Father’s Day approaches. According to Wikipedia, this holiday honors fatherhood and other paternal bonds as well as the influence of fathers in society. Father’s Day is also big business.

We did not always have this holiday. As an official celebration in the United States, Father’s Day celebrations came rather late. When a daughter-in-law once asked me what we did for Father’s Day when I was young, I could not recall doing anything to mark the day.

I wondered why.

I learned that the holiday day was first proposed in the early twentieth century as a complement to Mother’s Day. At the beginning, it had little success because Americans perceived it as an attempt by retailers to promote greeting cards and gifts.

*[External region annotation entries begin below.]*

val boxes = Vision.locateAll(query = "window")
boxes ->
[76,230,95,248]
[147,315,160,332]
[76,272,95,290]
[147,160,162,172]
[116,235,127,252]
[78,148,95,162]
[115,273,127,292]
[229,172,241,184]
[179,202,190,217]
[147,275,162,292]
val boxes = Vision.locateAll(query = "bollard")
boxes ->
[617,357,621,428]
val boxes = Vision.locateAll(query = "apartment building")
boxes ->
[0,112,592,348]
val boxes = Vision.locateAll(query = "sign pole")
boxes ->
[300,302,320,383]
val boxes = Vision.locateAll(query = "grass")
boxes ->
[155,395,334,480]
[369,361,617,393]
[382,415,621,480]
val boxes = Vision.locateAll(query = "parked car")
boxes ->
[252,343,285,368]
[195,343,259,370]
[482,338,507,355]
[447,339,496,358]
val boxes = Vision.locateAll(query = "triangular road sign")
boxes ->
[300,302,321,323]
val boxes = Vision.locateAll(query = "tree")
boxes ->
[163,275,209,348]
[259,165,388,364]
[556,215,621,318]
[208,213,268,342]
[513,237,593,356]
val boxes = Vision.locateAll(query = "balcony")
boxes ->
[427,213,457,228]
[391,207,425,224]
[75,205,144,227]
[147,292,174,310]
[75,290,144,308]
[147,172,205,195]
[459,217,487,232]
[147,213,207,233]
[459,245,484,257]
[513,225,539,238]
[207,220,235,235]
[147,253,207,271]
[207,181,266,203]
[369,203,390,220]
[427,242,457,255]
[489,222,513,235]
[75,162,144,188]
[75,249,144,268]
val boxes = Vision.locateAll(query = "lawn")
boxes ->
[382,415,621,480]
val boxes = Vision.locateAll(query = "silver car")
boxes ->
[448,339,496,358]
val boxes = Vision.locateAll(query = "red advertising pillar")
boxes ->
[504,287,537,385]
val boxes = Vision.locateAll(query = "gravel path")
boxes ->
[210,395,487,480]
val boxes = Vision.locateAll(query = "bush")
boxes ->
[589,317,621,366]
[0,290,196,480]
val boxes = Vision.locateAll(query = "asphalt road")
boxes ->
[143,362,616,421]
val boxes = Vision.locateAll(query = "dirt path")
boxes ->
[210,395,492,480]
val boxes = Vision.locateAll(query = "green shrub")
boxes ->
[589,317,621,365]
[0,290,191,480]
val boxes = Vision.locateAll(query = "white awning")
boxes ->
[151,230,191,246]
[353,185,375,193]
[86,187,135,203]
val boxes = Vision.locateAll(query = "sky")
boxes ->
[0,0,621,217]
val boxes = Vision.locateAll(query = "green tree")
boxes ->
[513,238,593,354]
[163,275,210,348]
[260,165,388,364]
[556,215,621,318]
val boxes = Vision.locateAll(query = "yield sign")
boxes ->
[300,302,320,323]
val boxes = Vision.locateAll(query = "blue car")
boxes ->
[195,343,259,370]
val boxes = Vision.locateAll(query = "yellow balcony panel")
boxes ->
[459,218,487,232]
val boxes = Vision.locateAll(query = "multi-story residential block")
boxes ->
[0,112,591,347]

Not until 1966 did a U. S. President, Lyndon B. Johnson, issue a presidential proclamation honoring fathers. The official holiday came during the next presidential administration when Richard Nixon signed a law in 1972 making it a permanent national holiday.

No wonder we did not celebrate this day when I was young. No one did. My siblings and I were pretty much grown when it came along.

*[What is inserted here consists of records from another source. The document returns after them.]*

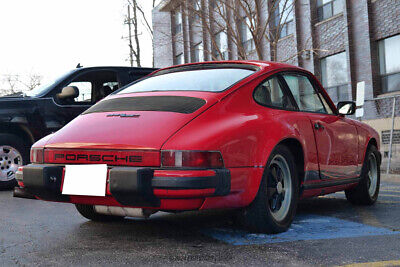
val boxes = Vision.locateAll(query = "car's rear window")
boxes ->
[118,68,255,94]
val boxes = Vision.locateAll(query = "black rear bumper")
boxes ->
[16,164,231,207]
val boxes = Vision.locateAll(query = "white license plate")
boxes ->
[62,164,107,197]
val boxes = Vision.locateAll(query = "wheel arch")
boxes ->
[274,138,305,185]
[364,137,382,165]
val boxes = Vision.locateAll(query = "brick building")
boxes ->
[153,0,400,168]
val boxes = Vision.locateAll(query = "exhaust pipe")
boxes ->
[94,205,157,219]
[13,187,37,199]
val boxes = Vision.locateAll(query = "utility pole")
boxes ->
[128,5,133,67]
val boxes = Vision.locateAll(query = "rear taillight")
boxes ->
[161,150,224,168]
[31,148,44,163]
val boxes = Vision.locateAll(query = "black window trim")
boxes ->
[115,62,261,95]
[50,67,120,107]
[277,70,339,116]
[252,73,300,111]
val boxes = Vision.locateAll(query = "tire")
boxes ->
[0,133,30,190]
[240,145,299,234]
[75,204,124,222]
[345,146,381,205]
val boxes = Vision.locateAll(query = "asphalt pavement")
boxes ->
[0,176,400,266]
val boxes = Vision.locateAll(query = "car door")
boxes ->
[282,73,360,179]
[45,69,119,132]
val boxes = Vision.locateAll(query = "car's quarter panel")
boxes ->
[162,75,319,208]
[349,119,380,168]
[307,113,360,179]
[41,92,216,150]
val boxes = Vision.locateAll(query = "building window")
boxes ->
[174,11,182,34]
[317,0,344,21]
[174,53,185,65]
[378,34,400,93]
[194,42,204,62]
[275,0,294,38]
[240,17,255,52]
[214,31,229,60]
[321,52,350,102]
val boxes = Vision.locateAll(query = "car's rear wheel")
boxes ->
[75,204,124,222]
[241,145,299,234]
[345,146,381,205]
[0,134,29,190]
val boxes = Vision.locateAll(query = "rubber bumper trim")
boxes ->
[151,169,231,196]
[23,164,69,202]
[109,167,161,207]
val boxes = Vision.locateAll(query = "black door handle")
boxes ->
[314,122,325,130]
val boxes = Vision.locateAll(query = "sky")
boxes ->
[0,0,152,89]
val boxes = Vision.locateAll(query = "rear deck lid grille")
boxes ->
[44,149,160,167]
[83,96,206,114]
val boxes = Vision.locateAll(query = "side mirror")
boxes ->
[57,86,79,100]
[337,101,356,115]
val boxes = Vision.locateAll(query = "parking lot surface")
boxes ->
[0,177,400,266]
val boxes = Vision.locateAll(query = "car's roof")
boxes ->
[152,60,306,73]
[76,66,157,71]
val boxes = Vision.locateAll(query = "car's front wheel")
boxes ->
[75,204,124,222]
[345,146,381,205]
[0,133,29,190]
[241,145,299,234]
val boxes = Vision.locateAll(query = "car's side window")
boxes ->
[282,74,333,114]
[254,76,295,110]
[68,82,92,103]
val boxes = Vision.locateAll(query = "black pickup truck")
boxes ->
[0,67,155,189]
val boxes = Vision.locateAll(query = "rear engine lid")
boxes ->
[45,92,218,151]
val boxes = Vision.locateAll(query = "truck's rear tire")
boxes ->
[0,133,30,190]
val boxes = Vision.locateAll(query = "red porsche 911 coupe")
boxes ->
[14,61,381,233]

Now, on this Father’s Day, my own dad is gone. I cannot present him with a card or gift. I can honor his memory, though.

He was a good father despite having had no role model for the task. His own dad had died when my father was small, and Dad had few memories of him.

Despite that, my dad became an admirable father. He was kind and nurturing. He did not criticize, and he encouraged me to do my best. He was generous with his time and treasure. He taught me to whistle.

On Father’s Day this year, I can think of him and all he did for me. I miss him.